As the state Department of Administration laid off 33 employees Friday, some wondered why other options weren't chosen Gov. Mitch Daniels has told state agencies they can ask workers to take a voluntary furlough. Phillip Giddens, who was laid off as director of its "Greening the Government" initiative, and others questioned why the state didn't opt for mandatory furloughs and spread the pain among all workers.
Mark W. Everson, department commissioner, said the two biggest costs are utilities and personnel, and utilities are fixed: "Given that, we felt we needed to do this."
Other state employees pointed to expenditures they think are inappropriate in this economy, including a Las Vegas trip for three members of the Indiana Gaming Commission.
Ernie Yelton, executive director of the commission, said he, his deputy director and general counsel will attend the Global Gaming Exposition next week. He called it the "ultimate trade show for gaming," an important chance to get acquainted with new gaming devices and issues.
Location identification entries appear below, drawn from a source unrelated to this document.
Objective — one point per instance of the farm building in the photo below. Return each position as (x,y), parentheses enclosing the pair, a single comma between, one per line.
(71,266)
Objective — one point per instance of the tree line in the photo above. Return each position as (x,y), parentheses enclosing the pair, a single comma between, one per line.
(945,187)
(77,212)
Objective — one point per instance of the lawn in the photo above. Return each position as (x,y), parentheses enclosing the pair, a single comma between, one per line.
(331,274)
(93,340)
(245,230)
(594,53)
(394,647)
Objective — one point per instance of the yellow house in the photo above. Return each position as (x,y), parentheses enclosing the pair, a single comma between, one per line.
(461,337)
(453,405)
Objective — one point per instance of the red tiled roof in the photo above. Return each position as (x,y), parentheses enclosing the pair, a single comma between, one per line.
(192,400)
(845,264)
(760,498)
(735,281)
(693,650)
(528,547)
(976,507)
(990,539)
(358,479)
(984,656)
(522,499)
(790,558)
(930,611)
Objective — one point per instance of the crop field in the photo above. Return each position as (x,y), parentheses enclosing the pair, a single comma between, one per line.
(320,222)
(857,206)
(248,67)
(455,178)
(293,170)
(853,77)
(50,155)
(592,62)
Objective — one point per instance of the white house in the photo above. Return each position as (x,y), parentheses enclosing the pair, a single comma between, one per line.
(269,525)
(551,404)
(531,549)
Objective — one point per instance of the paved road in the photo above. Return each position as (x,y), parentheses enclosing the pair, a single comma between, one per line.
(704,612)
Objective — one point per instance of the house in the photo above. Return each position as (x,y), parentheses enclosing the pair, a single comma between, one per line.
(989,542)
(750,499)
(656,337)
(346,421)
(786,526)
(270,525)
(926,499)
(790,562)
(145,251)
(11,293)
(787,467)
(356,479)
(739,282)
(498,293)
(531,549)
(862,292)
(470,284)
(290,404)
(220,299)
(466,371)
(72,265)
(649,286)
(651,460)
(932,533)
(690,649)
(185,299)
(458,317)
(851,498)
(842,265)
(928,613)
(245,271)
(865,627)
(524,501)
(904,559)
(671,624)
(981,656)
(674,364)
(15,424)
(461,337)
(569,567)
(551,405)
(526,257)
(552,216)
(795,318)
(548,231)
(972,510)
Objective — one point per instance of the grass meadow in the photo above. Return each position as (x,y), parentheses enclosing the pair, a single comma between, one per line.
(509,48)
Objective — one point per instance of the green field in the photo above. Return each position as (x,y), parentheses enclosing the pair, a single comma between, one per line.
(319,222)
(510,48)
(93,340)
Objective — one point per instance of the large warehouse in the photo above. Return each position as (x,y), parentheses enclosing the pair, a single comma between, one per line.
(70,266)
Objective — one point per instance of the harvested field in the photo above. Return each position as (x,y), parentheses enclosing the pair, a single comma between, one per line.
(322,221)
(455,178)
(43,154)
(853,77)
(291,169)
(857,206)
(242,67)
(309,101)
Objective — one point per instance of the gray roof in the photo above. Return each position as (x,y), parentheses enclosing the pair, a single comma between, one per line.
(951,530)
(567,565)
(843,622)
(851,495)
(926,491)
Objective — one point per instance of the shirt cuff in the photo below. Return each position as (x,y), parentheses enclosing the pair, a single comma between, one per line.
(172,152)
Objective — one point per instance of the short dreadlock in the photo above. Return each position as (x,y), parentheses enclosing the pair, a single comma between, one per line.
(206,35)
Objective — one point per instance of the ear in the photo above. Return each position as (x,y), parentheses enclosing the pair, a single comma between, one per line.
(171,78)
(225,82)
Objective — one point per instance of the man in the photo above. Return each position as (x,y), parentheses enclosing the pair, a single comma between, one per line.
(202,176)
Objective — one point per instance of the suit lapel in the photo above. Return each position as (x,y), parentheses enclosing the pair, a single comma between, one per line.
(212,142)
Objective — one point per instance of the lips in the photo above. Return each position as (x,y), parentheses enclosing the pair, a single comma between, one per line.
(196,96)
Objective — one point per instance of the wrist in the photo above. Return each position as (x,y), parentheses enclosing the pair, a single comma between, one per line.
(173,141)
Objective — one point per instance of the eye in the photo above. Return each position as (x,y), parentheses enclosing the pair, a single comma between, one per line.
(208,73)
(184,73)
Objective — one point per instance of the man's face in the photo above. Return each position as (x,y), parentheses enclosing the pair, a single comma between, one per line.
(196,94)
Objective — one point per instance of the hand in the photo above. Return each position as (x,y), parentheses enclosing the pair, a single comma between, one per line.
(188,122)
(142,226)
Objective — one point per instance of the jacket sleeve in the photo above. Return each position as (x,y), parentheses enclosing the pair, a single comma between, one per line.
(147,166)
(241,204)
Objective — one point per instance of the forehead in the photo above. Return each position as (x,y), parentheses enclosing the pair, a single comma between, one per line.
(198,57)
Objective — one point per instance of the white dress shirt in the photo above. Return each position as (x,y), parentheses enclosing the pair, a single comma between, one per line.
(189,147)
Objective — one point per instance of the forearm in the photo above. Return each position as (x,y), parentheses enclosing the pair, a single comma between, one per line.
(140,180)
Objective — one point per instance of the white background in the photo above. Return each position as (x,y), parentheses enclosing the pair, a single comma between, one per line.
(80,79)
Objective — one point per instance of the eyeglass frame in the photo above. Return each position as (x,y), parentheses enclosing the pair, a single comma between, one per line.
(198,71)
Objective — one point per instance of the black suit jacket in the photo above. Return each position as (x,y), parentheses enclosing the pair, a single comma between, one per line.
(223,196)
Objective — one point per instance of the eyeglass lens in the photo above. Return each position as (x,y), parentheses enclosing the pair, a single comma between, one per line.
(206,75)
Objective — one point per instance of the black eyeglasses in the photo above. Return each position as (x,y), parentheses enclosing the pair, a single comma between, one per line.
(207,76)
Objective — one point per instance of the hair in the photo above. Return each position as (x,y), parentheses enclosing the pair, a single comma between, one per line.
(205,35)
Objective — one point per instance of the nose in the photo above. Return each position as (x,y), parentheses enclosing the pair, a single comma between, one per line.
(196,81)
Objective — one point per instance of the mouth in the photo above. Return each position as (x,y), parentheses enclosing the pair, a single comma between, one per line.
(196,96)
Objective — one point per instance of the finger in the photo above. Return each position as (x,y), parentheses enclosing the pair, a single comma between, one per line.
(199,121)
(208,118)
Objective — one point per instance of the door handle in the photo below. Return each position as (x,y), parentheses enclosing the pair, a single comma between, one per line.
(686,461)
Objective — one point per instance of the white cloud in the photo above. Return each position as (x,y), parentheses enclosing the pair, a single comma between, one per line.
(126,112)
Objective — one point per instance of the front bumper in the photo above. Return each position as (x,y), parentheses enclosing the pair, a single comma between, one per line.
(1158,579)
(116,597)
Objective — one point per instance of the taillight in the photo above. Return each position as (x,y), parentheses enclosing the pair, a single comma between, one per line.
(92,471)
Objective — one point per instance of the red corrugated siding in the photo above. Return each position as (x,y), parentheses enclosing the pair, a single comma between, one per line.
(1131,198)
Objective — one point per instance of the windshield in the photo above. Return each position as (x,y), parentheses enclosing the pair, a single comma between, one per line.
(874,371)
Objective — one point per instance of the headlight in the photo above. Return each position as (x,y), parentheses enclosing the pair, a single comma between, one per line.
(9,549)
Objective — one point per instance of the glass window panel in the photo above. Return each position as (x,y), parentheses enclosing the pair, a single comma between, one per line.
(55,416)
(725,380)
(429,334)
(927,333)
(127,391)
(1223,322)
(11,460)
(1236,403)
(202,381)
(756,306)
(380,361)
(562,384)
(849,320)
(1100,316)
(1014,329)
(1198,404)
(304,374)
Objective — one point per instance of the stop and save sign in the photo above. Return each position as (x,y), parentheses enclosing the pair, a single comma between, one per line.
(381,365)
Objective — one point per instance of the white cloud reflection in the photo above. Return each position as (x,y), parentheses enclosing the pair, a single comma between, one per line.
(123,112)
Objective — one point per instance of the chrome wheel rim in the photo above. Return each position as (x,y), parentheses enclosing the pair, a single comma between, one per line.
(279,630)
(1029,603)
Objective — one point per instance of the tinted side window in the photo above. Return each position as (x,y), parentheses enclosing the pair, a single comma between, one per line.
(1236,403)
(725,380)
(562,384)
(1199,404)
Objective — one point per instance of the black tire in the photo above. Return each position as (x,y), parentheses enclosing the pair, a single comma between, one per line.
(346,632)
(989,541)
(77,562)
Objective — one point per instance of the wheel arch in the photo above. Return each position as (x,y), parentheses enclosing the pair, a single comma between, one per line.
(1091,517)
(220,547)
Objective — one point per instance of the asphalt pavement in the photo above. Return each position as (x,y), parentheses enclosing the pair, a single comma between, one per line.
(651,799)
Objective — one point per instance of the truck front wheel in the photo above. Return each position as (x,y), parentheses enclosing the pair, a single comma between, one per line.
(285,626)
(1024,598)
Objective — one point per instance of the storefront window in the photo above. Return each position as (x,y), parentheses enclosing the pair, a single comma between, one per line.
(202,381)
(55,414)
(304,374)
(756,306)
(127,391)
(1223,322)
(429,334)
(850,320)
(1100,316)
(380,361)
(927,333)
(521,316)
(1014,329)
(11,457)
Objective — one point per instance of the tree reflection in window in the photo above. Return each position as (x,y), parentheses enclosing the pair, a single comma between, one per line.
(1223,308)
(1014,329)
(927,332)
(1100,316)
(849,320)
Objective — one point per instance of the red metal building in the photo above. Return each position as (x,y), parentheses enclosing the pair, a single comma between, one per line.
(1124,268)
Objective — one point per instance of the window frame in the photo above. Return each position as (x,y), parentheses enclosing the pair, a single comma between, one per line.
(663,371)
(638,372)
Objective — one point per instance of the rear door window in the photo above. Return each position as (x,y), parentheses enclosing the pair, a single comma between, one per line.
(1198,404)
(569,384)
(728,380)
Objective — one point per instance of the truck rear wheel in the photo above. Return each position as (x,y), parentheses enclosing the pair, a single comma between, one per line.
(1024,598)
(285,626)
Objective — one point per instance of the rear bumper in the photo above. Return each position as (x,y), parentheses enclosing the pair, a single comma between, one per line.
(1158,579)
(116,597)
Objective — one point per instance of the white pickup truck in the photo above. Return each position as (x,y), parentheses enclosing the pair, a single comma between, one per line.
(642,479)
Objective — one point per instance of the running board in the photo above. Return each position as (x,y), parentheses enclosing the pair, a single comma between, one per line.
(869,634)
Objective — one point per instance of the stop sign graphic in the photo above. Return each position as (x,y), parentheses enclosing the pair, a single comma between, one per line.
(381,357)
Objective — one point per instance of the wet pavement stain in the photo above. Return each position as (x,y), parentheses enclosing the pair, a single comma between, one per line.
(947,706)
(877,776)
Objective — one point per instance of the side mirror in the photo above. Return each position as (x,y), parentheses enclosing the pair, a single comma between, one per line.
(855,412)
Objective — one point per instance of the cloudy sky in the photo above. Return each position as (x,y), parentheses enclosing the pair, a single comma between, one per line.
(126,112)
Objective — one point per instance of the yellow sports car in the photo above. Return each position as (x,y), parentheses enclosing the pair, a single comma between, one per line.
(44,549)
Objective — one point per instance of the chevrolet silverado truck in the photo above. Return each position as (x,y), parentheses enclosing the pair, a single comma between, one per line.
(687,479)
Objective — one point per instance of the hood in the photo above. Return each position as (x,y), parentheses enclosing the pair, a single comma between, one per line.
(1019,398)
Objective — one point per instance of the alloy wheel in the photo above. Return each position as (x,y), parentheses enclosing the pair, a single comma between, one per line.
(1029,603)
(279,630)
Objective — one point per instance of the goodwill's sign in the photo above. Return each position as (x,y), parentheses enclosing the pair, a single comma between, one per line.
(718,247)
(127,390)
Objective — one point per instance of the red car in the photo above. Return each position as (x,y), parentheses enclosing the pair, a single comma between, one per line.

It was announced that next year will be the second year in a row that state employees will go without raises. They are also being laid off. I understood that for further belt tightening to meet the fiscal criss, Governor Daniels had frozen all but essential travel for state agencies. Yet members of the Gambling (I refusing to call it "Gaming") Commission have found a way to head off for a four day convention in Vegas on the taxpayer dime? I agree with the comments to the article that it doesn't pass the "smell test."
Before, he said, he would have taken more staff and attended more events. "I have no hesitation in justifying this trip," Yelton said.
He did not have a total estimate for the four-night trip's cost, but said the flights cost about $220 and hotel rooms are less than $100 per night.
I certainly applaud Governor Daniels handling of Indiana's budget during this crisis. However, there are still fiscal leaks in his agencies which need to plugged. Yelton is wrong. There is no justifying this trip in the middle of Indiana's fiscal crisis.